Demócrito juzga conveniente instruirme acerca del orfismo. Aparentemente, también ellos creen en la transmigración de las almas, un proceso que sólo concluye cuando, mediante los rituales y cosas similares, el espíritu se purifica. Te lo concedo, Demócrito; después de todo, has nacido en Tracia. También me has convencido de que Lais, a pesar de su familiaridad con las artes ocultas, jamás ha comprendido el culto de Orfeo.

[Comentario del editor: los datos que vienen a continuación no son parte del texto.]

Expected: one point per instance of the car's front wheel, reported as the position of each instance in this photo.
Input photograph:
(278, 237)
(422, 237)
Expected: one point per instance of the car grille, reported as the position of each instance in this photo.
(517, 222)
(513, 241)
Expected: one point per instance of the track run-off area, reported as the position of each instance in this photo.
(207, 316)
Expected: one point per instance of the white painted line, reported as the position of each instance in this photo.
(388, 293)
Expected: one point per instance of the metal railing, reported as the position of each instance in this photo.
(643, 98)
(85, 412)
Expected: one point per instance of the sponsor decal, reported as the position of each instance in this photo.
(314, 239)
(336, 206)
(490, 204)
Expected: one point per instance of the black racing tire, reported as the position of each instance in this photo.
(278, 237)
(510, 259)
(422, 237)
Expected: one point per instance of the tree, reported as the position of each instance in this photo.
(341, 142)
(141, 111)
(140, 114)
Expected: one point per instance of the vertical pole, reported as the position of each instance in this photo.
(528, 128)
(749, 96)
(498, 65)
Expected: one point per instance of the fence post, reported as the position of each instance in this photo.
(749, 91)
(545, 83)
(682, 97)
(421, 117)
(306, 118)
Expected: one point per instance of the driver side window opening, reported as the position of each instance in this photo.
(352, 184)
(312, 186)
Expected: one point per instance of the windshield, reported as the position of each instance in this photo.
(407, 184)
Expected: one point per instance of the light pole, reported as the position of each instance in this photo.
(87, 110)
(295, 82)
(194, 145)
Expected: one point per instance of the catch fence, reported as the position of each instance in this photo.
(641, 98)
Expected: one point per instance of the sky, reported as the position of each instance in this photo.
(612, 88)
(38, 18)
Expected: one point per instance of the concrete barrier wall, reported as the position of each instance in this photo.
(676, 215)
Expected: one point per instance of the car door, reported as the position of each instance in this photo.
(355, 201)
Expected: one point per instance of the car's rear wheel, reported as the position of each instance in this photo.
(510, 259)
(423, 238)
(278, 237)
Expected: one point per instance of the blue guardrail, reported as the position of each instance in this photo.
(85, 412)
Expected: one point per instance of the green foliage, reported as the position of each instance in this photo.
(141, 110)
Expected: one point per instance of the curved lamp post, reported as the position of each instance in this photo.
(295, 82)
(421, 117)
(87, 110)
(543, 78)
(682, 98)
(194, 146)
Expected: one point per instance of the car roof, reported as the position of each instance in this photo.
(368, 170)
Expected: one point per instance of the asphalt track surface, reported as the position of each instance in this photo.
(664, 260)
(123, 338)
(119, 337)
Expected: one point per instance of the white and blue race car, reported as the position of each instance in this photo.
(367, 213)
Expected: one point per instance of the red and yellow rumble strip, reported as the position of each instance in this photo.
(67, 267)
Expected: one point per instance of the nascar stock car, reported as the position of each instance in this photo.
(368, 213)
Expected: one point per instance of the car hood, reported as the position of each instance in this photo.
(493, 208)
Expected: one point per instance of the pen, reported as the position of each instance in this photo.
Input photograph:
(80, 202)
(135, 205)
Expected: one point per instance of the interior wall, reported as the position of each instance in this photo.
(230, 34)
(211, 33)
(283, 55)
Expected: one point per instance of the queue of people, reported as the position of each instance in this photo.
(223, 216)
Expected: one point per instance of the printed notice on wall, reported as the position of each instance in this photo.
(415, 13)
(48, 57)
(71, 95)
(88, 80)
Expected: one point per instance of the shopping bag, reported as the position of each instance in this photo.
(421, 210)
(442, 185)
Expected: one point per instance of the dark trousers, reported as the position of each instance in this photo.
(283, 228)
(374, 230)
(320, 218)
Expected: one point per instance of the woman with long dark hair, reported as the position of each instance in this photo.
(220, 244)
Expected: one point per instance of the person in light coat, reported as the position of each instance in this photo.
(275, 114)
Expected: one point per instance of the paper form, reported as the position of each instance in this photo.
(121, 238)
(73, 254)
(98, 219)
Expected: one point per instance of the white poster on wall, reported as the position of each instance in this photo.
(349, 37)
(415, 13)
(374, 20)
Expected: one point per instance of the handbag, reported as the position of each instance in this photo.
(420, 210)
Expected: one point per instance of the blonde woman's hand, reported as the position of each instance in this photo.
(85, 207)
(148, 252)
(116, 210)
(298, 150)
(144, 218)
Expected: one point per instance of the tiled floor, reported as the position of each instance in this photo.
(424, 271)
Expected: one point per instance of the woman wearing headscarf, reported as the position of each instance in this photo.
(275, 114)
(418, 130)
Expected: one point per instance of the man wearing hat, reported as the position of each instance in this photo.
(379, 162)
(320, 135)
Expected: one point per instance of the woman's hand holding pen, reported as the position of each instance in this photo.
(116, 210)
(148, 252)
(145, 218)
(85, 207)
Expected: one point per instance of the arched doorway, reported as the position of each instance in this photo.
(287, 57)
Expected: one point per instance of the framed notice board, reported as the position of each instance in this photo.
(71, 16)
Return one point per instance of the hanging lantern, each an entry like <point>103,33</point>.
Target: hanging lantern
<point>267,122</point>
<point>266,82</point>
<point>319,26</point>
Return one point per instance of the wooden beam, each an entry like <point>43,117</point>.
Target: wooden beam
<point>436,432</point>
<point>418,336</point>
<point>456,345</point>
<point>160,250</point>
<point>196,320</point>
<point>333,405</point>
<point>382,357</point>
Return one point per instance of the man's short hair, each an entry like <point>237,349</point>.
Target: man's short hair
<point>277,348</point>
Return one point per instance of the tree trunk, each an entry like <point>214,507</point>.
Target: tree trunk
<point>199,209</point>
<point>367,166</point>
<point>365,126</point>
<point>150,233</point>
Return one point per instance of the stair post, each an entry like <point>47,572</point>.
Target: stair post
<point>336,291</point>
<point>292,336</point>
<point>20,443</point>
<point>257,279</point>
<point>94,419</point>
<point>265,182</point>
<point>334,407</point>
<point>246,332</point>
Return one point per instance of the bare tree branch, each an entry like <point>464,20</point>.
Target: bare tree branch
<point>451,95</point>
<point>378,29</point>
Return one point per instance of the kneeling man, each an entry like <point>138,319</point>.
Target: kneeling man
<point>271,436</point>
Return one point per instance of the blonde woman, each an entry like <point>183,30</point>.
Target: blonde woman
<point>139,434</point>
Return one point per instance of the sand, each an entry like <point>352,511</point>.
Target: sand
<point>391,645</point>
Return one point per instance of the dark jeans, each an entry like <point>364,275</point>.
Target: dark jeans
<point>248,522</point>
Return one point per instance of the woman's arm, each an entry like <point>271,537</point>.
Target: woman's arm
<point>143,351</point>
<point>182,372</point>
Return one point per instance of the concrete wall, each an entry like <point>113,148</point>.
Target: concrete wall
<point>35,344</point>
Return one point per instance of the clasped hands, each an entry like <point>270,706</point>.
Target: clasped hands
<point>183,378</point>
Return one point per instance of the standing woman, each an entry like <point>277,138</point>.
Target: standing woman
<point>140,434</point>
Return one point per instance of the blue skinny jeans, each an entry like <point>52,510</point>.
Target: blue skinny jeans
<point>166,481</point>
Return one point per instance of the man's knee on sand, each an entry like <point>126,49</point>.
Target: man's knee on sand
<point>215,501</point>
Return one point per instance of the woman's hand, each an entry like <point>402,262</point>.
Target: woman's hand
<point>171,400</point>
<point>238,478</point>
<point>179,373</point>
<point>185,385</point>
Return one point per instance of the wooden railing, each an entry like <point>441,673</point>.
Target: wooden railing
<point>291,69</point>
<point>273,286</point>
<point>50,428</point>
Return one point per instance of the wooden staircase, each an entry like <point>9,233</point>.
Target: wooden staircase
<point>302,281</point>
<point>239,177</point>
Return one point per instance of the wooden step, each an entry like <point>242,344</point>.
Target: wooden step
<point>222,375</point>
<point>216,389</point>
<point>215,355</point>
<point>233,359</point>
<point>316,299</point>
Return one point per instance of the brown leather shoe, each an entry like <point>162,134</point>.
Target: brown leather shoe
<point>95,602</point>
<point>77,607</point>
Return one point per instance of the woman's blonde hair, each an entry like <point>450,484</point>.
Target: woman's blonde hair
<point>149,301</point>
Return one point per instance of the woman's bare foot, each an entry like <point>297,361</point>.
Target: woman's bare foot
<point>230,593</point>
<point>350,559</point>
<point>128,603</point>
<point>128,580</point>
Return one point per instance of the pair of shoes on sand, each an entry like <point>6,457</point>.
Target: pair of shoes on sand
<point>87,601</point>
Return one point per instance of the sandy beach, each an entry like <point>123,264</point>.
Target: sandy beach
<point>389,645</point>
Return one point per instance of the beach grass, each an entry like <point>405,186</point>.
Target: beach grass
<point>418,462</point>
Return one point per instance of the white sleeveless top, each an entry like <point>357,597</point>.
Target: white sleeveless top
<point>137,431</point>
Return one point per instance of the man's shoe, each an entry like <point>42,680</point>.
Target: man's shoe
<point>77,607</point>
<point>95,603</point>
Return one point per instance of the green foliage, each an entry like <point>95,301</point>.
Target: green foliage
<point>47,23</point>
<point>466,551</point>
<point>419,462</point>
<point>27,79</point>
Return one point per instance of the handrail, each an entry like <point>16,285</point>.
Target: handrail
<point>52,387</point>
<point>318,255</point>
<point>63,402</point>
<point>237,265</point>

—No sé con seguridad si Pitágoras manifiesta haber visitado el Hades, pero me contó una extraña historia. —Demócedes parecía levemente turbado, como si no le agradara mucho lo que iba a contarnos—. Poco después de su regreso de Babilonia, caminábamos por el nuevo muelle que acaba de construir Polícrates. De repente, Pitágoras se detuvo y bajó la cabeza hacia mí. Es mucho más alto que yo. «Puedo recordar», dijo. «Puedo recordarlo todo». Yo no sabia de qué hablaba. «Todo, ¿acerca de qué?», pregunté. «De mis vidas anteriores», respondió. Y agregó, en tono persuasivo, que en una encarnación anterior había sido el hijo del dios Hermes y de una mujer mortal. Hermes amaba tanto a ese hijo que le ofreció darle cualquier cosa que deseara, excepto la inmortalidad. Sólo los dioses son inmortales. Y el muchacho pidió lo mejor que había después de la inmortalidad: «El recuerdo de qué y quién he sido en mis vidas anteriores, en cada nueva encarnación». Hermes aceptó.
—Y ahora —continuó Pitágoras—, puedo recordar cómo era ser un ave, un guerrero, un zorro, un argivo en Troya. He sido, soy y seré todas esas cosas hasta que vuelva a unirme con el todo.
Me impresionó profundamente lo que dijo Demócedes, y muchas veces lamenté no haber conocido a Pitágoras. Cuando fue expulsado de Crotona por un grupo rival, se refugió en un templo de Metaponto donde se dejó morir de hambre lentamente. Como yo tenía entonces veinte anos, podría haber ido a verlo. Dicen que recibió visitantes hasta el fin. Suponiendo que fuera el fin. En caso contrario, quizás esté andando hoy por las calles de Atenas, con la mente llena de recuerdos de mil vidas anteriores.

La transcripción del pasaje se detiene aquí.